Endlagersuche den Fachleuten überlassen!

Politische Entscheidungen haben selten dauerhaften Bestand. In absehbarer Zeit aber steht eine solche Entscheidung mit Ewigkeitswirkung an, nämlich bei der Beantwortung der Frage, wo der hochradioaktive Atommüll aus deutschen Kernkraftwerken dauerhaft gelagert werden soll. Wir erinnern uns, dass dafür eigentlich die Salzstöcke von Gorleben im Wendland in den Blick genommen waren. Dort aber erwuchs bürgerlich-politischer Widerstand, dessen Umfang und aktivistische Konstruktion im Poesiealbum der grünen Bewegung in Deutschland mittlerweile den breitesten Erinnerungs- und Identifikationswert einnimmt.

Wo solcher Widerstand droht, weicht die Politik bekanntlich zurück. Folgerichtig wurde die Sache neu ausgeschrieben, eine Kommission befasste sich mehr als zwei Jahre mit einer Neudefinition und legte gestern ihre Empfehlungen für die Auswahl des besten Standorts für einen dauerhaften Aufbewahrungsort für hochradioaktiven deutschen Atommüll vor.

Das Problem ist erheblich und von eigentlich unüberschaubarer Tragweite. So soll das Lager für die Dauer von einer Million Jahre bestmögliche Sicherheit bieten, also für eine Zeit, in der vermutlich zwanzig Eiszeiten über die Erde kommen werden, die alle geologischen Formationen komplett umstürzen, wie dies auch in den vergangenen Millionen Jahren gewesen ist. Umweltfaktoren dürfen den Müll dann nicht freilegen, und alle möglichen auch technisch unzivilisierte Gesellschaftsformen – wer weiß schon, was aus den Menschen da in Jahrtausenden wird – müssen mit einem solchen Endlager und seinem Management klarkommen.

Da wäre es gut, wenigstens dieses Problem würde mit höchster Sachlichkeit und unter Inanspruchnahme aller verfügbaren Kompetenz gelöst, mithin: nicht nach regional- oder interessenspolitischen Aspekten. Zu klären ist die Frage, welche der möglichen Wirtsgesteine Salz, Granit der Ton am besten geeignet sind und wo sich entsprechende Lager finden lassen.

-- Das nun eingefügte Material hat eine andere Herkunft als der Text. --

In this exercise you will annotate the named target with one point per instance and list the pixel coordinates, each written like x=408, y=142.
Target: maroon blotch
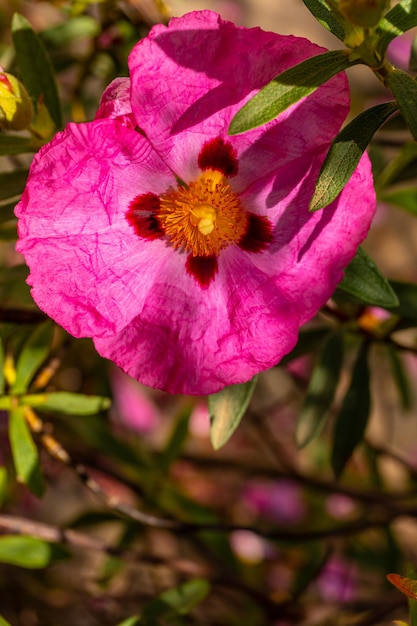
x=202, y=268
x=258, y=233
x=142, y=214
x=220, y=155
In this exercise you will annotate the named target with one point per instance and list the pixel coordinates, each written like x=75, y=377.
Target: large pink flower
x=187, y=255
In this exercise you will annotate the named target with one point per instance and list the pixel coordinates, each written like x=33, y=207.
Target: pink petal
x=89, y=271
x=189, y=340
x=190, y=78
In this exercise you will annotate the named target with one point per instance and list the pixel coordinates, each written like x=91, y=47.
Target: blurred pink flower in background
x=337, y=581
x=190, y=256
x=281, y=501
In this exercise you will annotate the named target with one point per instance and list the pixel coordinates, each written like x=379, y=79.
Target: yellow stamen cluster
x=204, y=217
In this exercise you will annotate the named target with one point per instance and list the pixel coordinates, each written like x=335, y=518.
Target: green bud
x=365, y=13
x=16, y=110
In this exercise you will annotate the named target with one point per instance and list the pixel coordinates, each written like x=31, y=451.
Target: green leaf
x=175, y=442
x=24, y=551
x=13, y=144
x=403, y=198
x=323, y=383
x=400, y=378
x=12, y=183
x=33, y=354
x=35, y=67
x=353, y=415
x=345, y=153
x=178, y=601
x=404, y=89
x=67, y=402
x=364, y=282
x=322, y=13
x=308, y=341
x=3, y=486
x=25, y=453
x=399, y=19
x=226, y=409
x=63, y=34
x=288, y=88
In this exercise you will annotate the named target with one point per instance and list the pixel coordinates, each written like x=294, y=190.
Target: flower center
x=204, y=217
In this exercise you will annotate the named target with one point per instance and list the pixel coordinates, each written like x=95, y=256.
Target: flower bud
x=16, y=110
x=365, y=13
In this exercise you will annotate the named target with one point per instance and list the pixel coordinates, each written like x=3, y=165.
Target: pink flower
x=187, y=255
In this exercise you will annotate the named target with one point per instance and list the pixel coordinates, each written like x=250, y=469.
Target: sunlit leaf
x=364, y=281
x=345, y=153
x=33, y=354
x=28, y=552
x=323, y=383
x=353, y=416
x=67, y=402
x=288, y=88
x=35, y=67
x=404, y=89
x=25, y=453
x=226, y=409
x=13, y=144
x=399, y=19
x=322, y=13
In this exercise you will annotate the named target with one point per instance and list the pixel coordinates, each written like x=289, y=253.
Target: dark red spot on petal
x=142, y=214
x=220, y=155
x=202, y=268
x=258, y=233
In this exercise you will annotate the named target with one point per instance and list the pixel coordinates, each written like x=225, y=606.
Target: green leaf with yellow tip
x=35, y=67
x=288, y=88
x=24, y=452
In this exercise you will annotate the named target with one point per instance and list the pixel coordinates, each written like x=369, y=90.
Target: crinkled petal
x=190, y=78
x=115, y=102
x=189, y=340
x=311, y=250
x=88, y=269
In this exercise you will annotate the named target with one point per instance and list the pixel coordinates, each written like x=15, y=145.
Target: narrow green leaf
x=35, y=67
x=226, y=409
x=63, y=34
x=400, y=378
x=175, y=442
x=289, y=87
x=308, y=341
x=403, y=198
x=28, y=552
x=13, y=144
x=177, y=601
x=25, y=453
x=345, y=152
x=364, y=282
x=353, y=415
x=321, y=390
x=33, y=354
x=3, y=486
x=130, y=621
x=67, y=402
x=12, y=183
x=322, y=13
x=399, y=19
x=404, y=89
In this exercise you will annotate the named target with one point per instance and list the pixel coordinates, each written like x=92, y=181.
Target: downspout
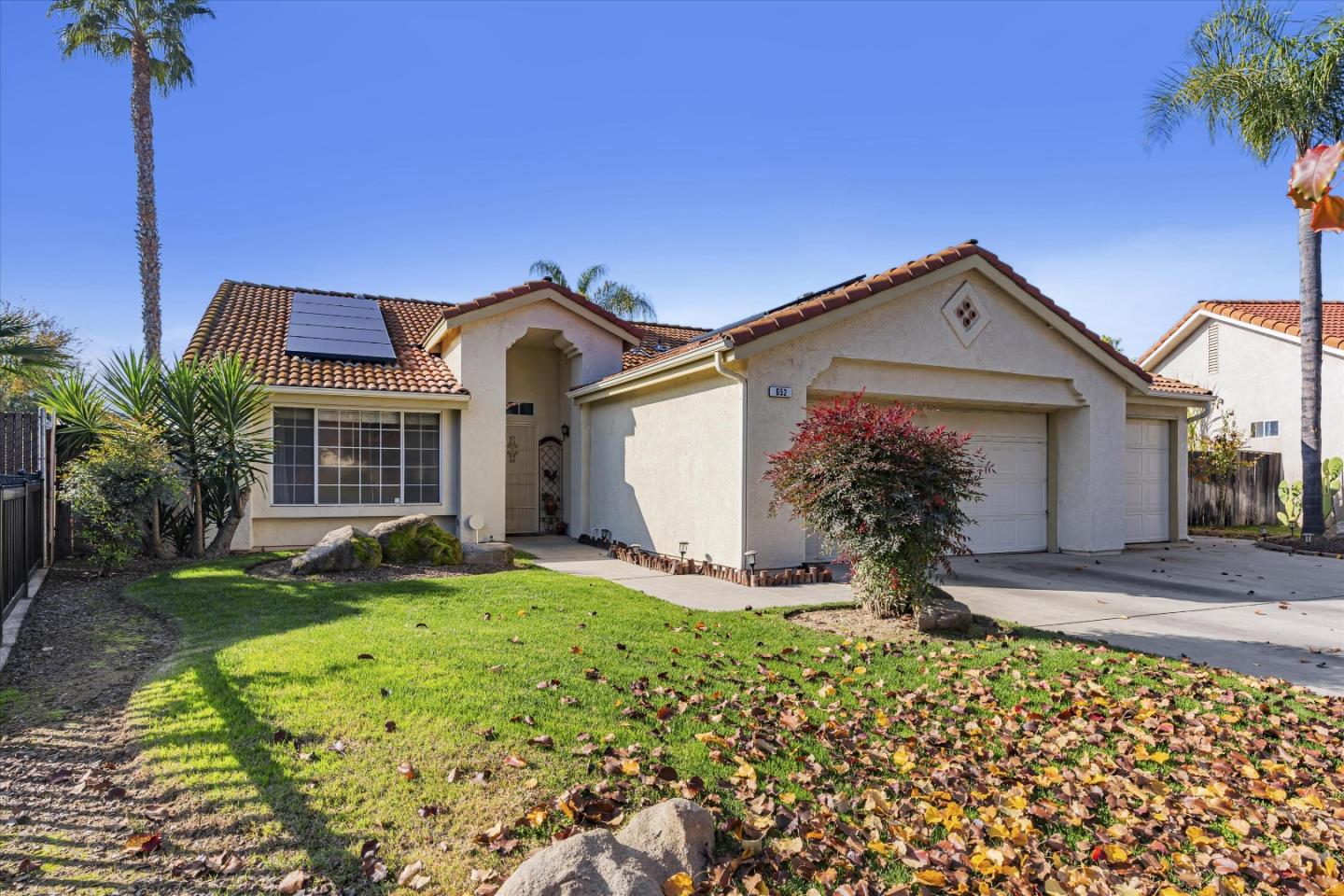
x=742, y=381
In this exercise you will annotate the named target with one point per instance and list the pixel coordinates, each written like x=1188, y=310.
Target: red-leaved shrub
x=883, y=491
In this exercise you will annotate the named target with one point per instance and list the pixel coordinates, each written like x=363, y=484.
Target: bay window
x=341, y=457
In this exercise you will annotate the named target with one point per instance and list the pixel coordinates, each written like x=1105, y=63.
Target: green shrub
x=115, y=486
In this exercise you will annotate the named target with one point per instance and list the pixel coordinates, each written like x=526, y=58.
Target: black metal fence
x=1252, y=495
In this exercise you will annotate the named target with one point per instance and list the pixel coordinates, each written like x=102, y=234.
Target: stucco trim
x=452, y=320
x=1151, y=359
x=625, y=381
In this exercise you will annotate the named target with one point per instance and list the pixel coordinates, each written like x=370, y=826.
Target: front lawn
x=461, y=721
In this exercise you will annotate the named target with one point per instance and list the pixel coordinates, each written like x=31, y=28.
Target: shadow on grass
x=198, y=728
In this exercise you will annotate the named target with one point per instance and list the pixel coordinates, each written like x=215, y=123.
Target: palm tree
x=622, y=300
x=151, y=33
x=1273, y=85
x=23, y=352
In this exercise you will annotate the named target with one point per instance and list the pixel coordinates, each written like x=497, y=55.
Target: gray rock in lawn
x=589, y=864
x=339, y=551
x=488, y=553
x=677, y=833
x=944, y=615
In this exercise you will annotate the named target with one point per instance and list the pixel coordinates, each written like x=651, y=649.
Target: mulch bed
x=278, y=569
x=1328, y=546
x=73, y=788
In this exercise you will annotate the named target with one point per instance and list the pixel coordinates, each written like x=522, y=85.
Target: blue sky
x=721, y=158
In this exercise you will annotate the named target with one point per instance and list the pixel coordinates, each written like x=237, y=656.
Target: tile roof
x=657, y=339
x=816, y=305
x=1270, y=315
x=253, y=321
x=1170, y=385
x=532, y=287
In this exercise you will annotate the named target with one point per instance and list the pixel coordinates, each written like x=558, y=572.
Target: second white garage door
x=1013, y=514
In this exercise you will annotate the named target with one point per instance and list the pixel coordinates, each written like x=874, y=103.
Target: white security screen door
x=521, y=495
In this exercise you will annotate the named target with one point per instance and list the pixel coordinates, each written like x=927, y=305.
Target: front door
x=521, y=512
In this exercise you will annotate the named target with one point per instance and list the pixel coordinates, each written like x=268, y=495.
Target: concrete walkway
x=1216, y=601
x=695, y=592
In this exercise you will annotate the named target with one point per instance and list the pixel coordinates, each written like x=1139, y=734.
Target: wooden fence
x=27, y=455
x=1253, y=495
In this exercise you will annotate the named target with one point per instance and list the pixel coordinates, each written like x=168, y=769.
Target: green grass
x=457, y=657
x=1237, y=531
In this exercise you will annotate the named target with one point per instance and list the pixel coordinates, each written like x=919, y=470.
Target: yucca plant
x=237, y=406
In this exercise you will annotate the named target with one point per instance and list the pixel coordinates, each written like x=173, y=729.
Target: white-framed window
x=347, y=457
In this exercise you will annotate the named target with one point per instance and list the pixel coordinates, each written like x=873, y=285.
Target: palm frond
x=546, y=268
x=81, y=413
x=21, y=349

Und ausdrücklich sollte die Kommission Deutschland als „Weiße Landkarte“ betrachten, also ohne jede Vorbedingung arbeiten.

Die Ergebnisse aber waren noch nicht eine Stunde publik, da meldeten sich die erwartbaren Politiker und nahmen für sich das Floriansprinzip in Anspruch. Der niedersächsische Umweltminister wollte Gorleben von vorherein ausgeschlossen sehen, es sei „politisch verbrannt“ und Salz sei nicht geeignet. Bayern und Baden-Württemberg behaupteten eben das für Granit und fürchteten um ihre Natur, die zwar monströse Skilifte und Kunstschnee beeinträchtigen dürfen, keinesfalls aber ein Atomendlager. So wird es weitergehen: Standort um Standort verweigert sich und baut Drohgebärden auf.

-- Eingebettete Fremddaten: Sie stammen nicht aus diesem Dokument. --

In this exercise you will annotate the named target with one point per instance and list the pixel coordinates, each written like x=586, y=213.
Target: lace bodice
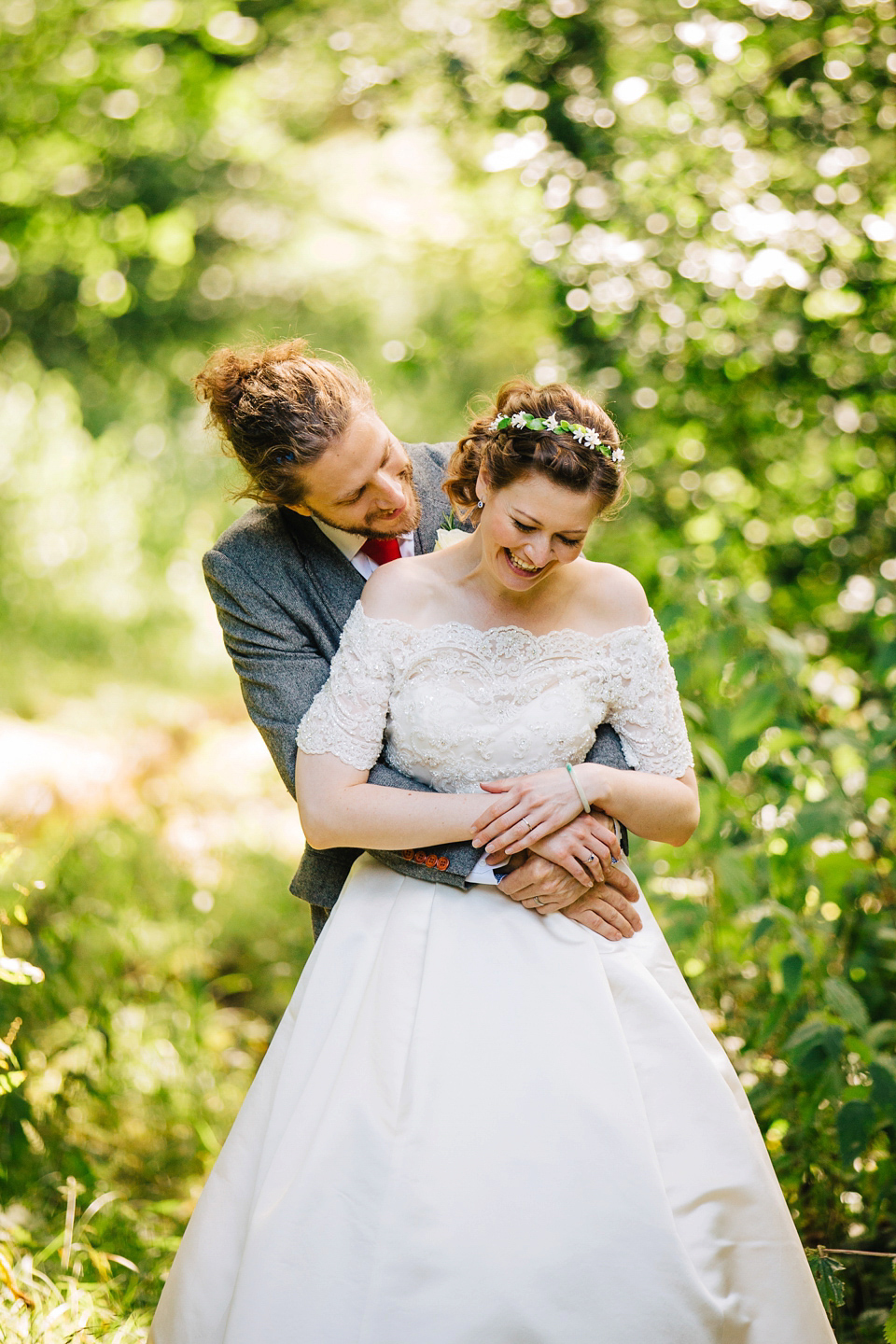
x=457, y=706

Wie wäre es, wenn sich die Politik bei der Endlagersuche völlig heraushielte und sie alleine den Fachleuten überließe? Dann würde die Verantwortung dort konzentriert, wo sie bei diesem Ewigkeitsproblem hingehört. Die Umsetzung sollte dann zügig erfolgen, denn die radioaktiven Abfälle in irgendwelchen Schuppen bei den Kraftwerken herumstehen zu lassen, ist nun gar keine verantwortbare Option.